After the economic reform escalated, China has attracted a huge amount of direct investments from Taiwan and concomitantly a large number of Taiwanese entrepreneurs, managers, and professionals moved to China. China replaced the US as the top destination for Taiwanese exports in 2003.

The change of government in Taiwan in May 2008 and the economic crisis that took hold of coastal China in late 2008 and continued throughout 2009, forced many factories in Taiwan to close down or relocate to other countries. This led to a large increase in the number of Taishang in mainland China.

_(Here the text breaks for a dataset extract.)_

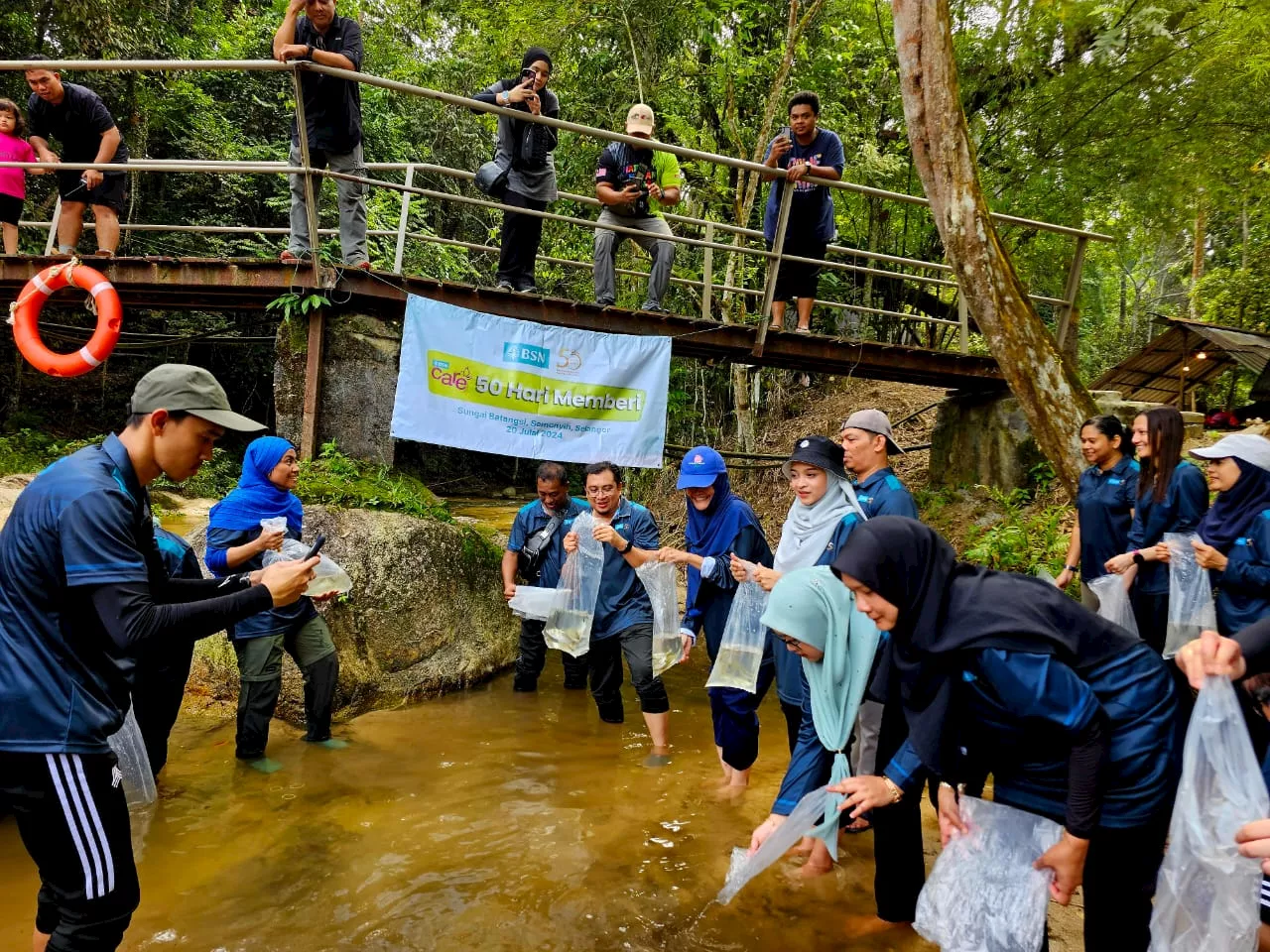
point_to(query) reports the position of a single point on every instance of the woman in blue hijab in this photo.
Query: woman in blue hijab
(236, 542)
(1234, 534)
(719, 526)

As of the end of 2008, China's Ministry of Commerce (MOC) reported Taiwanese direct investment (TDI) in China to be US$47.7 billion; Taiwan's Ministry of Economic Affairs (MOEA) Investment Commission (hereafter, Investment Commission) announced a total investment value of US$75.6 billion; Taiwan's Mainland Affairs Council (MAC) estimated the amount at between US$100 billion and US$150 billion; many private sectors in Taiwan estimated the amount to be between US$100 billion and US$200 billion.

==Political impact==

Collectively, the Taishang are seen as an important group in Taiwanese politics and are widely perceived to be supportive of deeper economic integration between Taiwan and mainland China. Taishang as a group is widely assumed to be supportive of the Kuomintang also known as the Chinese Nationalist Party. Prior to the 2012 Taiwanese legislative and presidential elections, an organization controlled by the Chinese government's Taiwan Affairs Office, Association of Taiwan Investment Enterprises on the Mainland (ATIEM), organized discounted flights to Taiwan for Taishang to vote in elections.

A preliminary 2010 study suggests that most Taishang are apolitical. They favor greater economic integration of Taiwan and China but prefer having strong ties with mainland politicians only at the local level. They tend to nurture a parallel taishang society, and their identity can be described as "situational".